O que se seguirá ao artigo de hoje é uma série de artigos que analisam esse acirramento de concorrência, partindo do pressuposto de que os esforços do ecossistema para promover a inclusão financeira não estão sendo eficazes e que essas novas tecnologias podem oferecer uma solução. Examinaremos também os esforços dos governos para entender quais mudanças regulatórias podem afetar o setor no futuro próximo. Exemplos de fora da região serão fonte de inspiração e de prenúncio.
Obviamente, a segunda hipótese – a de que as instituições financeiras da região não estão realmente interessadas na inclusão financeira – provavelmente também é verdadeira; os dados certamente apontam para essa realidade. Trata-se de uma constatação lamentável, já que quando a intenção declarada não corresponde à intenção real, os resultados são sempre decepcionantes. Em cada um dos artigos subsequentes da nossa série, veremos evidências de que esse pode ser o caso e considerar as implicações de sua veracidade.
O que esperamos fazer ao analisarmos essa “guerra contra o dinheiro” é destacar as inverdades.

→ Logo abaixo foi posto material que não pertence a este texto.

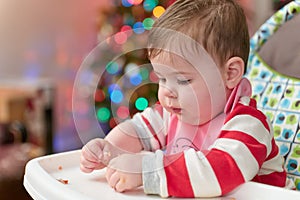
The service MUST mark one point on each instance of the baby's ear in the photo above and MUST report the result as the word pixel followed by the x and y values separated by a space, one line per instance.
pixel 234 71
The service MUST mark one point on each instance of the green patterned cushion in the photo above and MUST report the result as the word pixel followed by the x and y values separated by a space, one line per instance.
pixel 277 95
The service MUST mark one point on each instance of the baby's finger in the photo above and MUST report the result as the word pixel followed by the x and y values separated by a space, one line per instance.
pixel 85 169
pixel 114 179
pixel 121 185
pixel 109 172
pixel 88 154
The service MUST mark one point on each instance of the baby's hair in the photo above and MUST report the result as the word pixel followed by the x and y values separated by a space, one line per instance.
pixel 218 25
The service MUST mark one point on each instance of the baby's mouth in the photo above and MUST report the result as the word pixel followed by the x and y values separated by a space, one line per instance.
pixel 176 110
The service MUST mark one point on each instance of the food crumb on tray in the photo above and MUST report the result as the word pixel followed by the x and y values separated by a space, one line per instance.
pixel 64 181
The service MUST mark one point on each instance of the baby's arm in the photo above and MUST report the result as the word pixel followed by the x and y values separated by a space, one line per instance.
pixel 125 137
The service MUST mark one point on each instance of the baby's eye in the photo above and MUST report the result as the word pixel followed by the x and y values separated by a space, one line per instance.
pixel 184 81
pixel 161 80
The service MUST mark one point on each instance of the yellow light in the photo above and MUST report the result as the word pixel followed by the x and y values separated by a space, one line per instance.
pixel 158 11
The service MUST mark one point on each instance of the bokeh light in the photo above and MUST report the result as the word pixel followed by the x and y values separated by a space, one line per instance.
pixel 99 95
pixel 138 28
pixel 126 3
pixel 120 37
pixel 148 23
pixel 149 5
pixel 112 67
pixel 136 79
pixel 158 11
pixel 116 96
pixel 135 2
pixel 103 114
pixel 113 87
pixel 123 112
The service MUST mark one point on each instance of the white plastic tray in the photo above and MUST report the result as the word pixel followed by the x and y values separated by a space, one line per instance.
pixel 42 175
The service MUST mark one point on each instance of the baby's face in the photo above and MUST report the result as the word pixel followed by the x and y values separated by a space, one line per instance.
pixel 195 97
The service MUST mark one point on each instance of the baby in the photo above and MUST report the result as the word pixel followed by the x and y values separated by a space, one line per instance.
pixel 205 136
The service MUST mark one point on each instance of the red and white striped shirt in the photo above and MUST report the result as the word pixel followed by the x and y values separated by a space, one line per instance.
pixel 212 159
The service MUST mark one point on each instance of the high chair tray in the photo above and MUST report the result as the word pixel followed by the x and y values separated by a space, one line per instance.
pixel 58 176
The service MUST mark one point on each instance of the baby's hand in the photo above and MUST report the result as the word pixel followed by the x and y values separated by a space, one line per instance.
pixel 125 172
pixel 96 154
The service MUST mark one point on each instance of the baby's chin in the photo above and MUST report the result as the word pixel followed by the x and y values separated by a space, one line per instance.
pixel 195 121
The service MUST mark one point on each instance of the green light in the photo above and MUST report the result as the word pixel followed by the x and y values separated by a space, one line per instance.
pixel 144 73
pixel 148 23
pixel 103 114
pixel 112 67
pixel 141 103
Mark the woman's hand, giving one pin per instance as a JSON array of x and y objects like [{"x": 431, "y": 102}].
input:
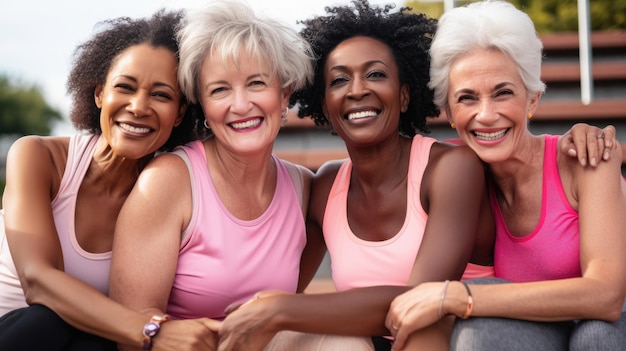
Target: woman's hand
[
  {"x": 587, "y": 142},
  {"x": 249, "y": 325},
  {"x": 416, "y": 309},
  {"x": 190, "y": 334}
]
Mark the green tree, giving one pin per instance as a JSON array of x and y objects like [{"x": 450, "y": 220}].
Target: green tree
[
  {"x": 552, "y": 15},
  {"x": 23, "y": 109}
]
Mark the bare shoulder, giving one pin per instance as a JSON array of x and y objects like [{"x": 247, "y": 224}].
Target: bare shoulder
[
  {"x": 454, "y": 156},
  {"x": 320, "y": 189},
  {"x": 40, "y": 148},
  {"x": 166, "y": 171},
  {"x": 38, "y": 156}
]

Em um setor repleto de pessoas brilhantes e influentes, a meta de ampliar a inclusão financeira não deveria ser tão difícil de ser alcançada. Essa análise nos ajudará a prever as tendências que moldarão o setor de pagamentos no curto prazo e a identificar os possíveis vencedores. O que está em jogo são US$ 1,7 trilhão de gastos em dinheiro – uma recompensa nada pequena para quem realmente buscá-la.